PREVIOUS, 5:42 AM: We’ll have to wait for the company’s quarterly conference call with analysts to find out what how badly the NBA lockout might hurt the owner of the New York Knicks, MSG regional sports networks, and the Madison Square Garden arena. There was no mention of it in this morning’s earnings report. But the disruption follows a strange quarter as the company closed Madison Square Garden and the Theater at Madison Square Garden for upgrades. MSG reported net income of $21.3M, up 10.5% vs the same period last year, on revenues of $177.6M, down 6.9%. The revenue figure was well ahead of the $173.88M that analysts expected.
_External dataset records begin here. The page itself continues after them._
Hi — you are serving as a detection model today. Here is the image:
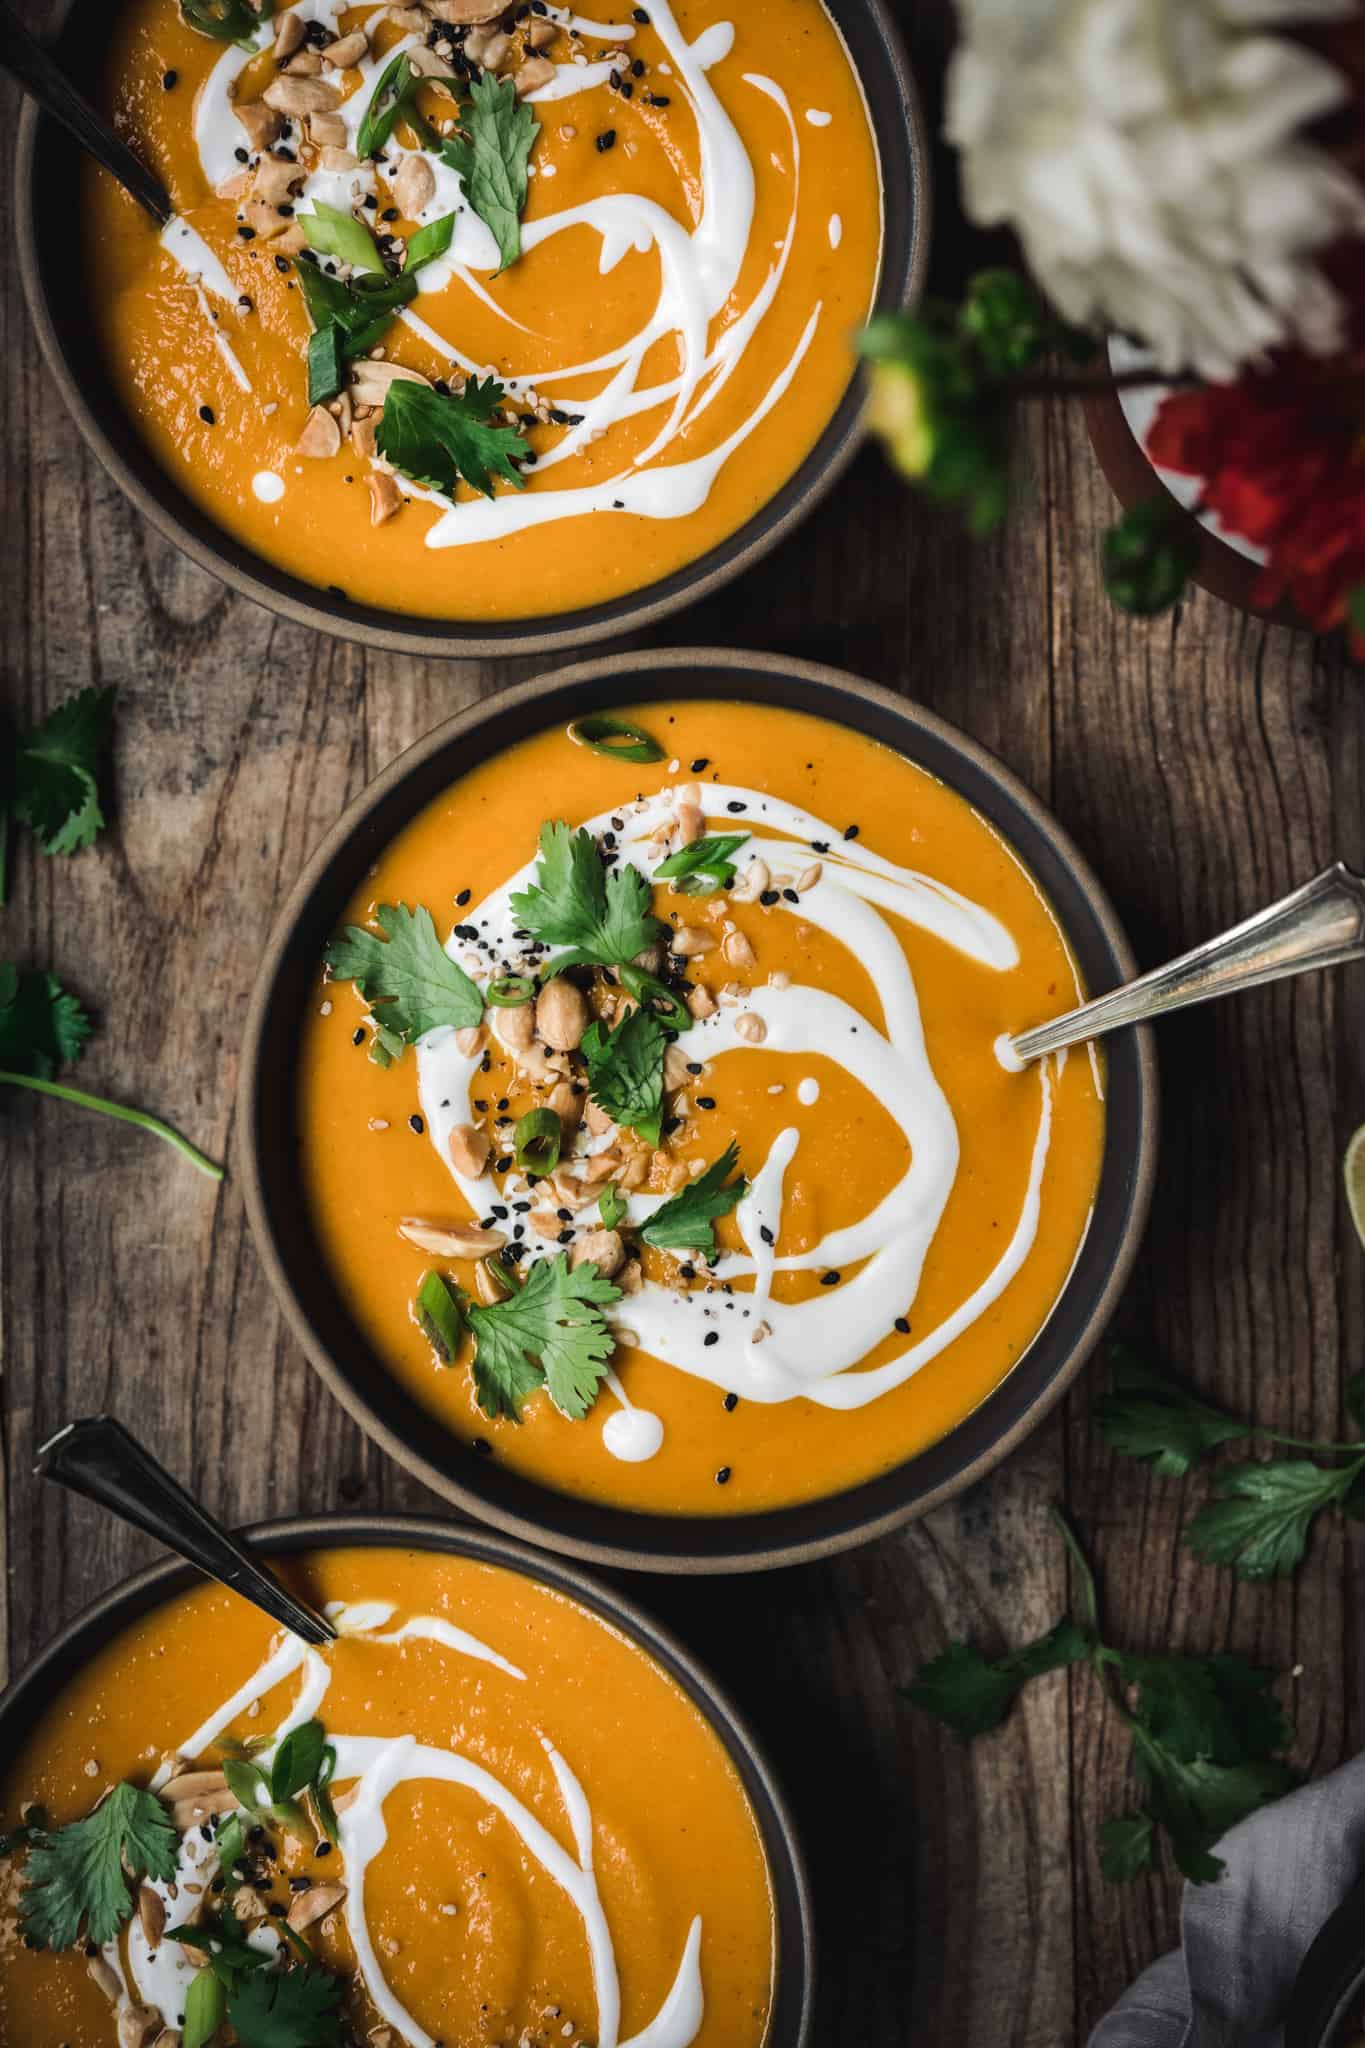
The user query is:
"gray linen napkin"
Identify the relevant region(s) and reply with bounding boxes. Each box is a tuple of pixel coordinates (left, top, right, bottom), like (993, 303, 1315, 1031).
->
(1090, 1752, 1365, 2048)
And earnings, at 28 cents a share, zoomed past the 10 cents the Street anticipated. Revenues at MSG Media — with cable networks including the regional sports channels and Fuse Networks –were up 3.9% to $138.6M. Ad sales rose $1.25M,  but the company says that a $4.5M increase in revenues from pay TV distributors was “significantly offset” by the expiration of some affiliation agreements. MSG Entertainment, which includes the company’s venues, saw a revenue drop of 27.7% to $27.6M from the shut down of The Garden. And MSG Sports — with teams that also include the New York Rangers and New York Liberty — was down 21.9% to $28.8M, again attributed to the closing of The Garden. “We re-opened The Garden on schedule in late October and are pleased with the progress we have made on all fronts with respect to the Transformation project,” CEO Hank Ratner said. “We remain focused on our company’s business objectives and are confident in our ability to drive long-term growth.”

Following the earnings release, Miller Tabak analyst David Joyce upgraded his stock recomendation to “buy” from “neutral.” In addition to the results, which beat his expectations, he says there’s been “creeping positive speculation in the stock that the NBA lockout could be coming to an end soon, as both sides have continued to work hard in the negotiations.” Although games have been cancelled through November, “there is still hope.”